His hope was never dimmed. He wrote endlessly, tirelessly, madly, spewing tract after tract, hoping to transform the very fabric of the world with his noble screeds. He wrote:

In mankind the sentiment of Justice is innate:

That sentiment that occults itself not in himself

But rather manifests itself with major intent

In his actions, meanwhile the less illumined

The less educated the individual because of a law

Unwritten of Compensation, natural and necessary

To the Law of Human Responsibility, in that the

Reason finds illustration and the Ideas and

Sentiments become educated and sentiments then

Lose their instinctive urge to be, as ideas and

Sentiments, guided by Reason!

Even Tomás, when he received these broadsides, stared at them for long minutes before saying, “What the devil is he talking about?”

Tomás called Teresita in one afternoon. He said, “Sit down.”

She sat across from him in his study, kicked off her shoes, and wiggled her toes in the carpet. He glanced at her feet and frowned.

“Bare feet,” he said.

“You should try it,” she said.

His smile was pained and false.

She said, “Let’s have chocolates.”

He grumbled and opened a tin of French chocolates and slid it to her across the low table between them.

“Who invented chocolate?” he said.

“Mexicans, Father dear.”

“Damned right. The noble Aztec invented chocolate.”

“We gave the world chocolatl. And cacahuatl.”

“The great peanut!” he intoned.

“And aguacatl and guajolotl!”

“Avocados and turkeys!”

“Corn!”

He sat back and smiled.

“Truly,” he said, “we are the chosen people.”

She bit into her bonbon and closed her eyes. Then she gobbled another one and groaned.

“That’s not very saintly behavior,” he said.

“I’m no saint.”

She licked her fingers.

“Oh,” he responded, “I know that. Look,” he said, “Lauro has sent us another article about you.”

“What does it say?”

“Madness,” he said. “Just crazy things. He wrote this one.”

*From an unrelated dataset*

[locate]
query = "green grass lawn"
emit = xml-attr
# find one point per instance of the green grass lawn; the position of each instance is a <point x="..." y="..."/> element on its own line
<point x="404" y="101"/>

He read the column to her.

“What did he say?” she asked.

“I’m not sure,” he replied.

“Ay, Don Lauro,” she said. “He’s so complicated.”

He put his reading glasses on the end of his nose and squinted. “Let’s see . . . in this other newspaper, you’re the Queen of the Yaquis. And your father is a poor old drunkard. Fat.”

“What’s wrong with that?” she said.

“Oh, you’re so funny.”

“Yaquis don’t have a queen.”

“They apparently have you.”

She bit another chocolate, but was already feeling nauseous.

“Anything else?”

“Yes. You are the Mexican Joan of Arc.”

This left her speechless.

She picked up her dark cherry bonbon and decided to eat it anyway.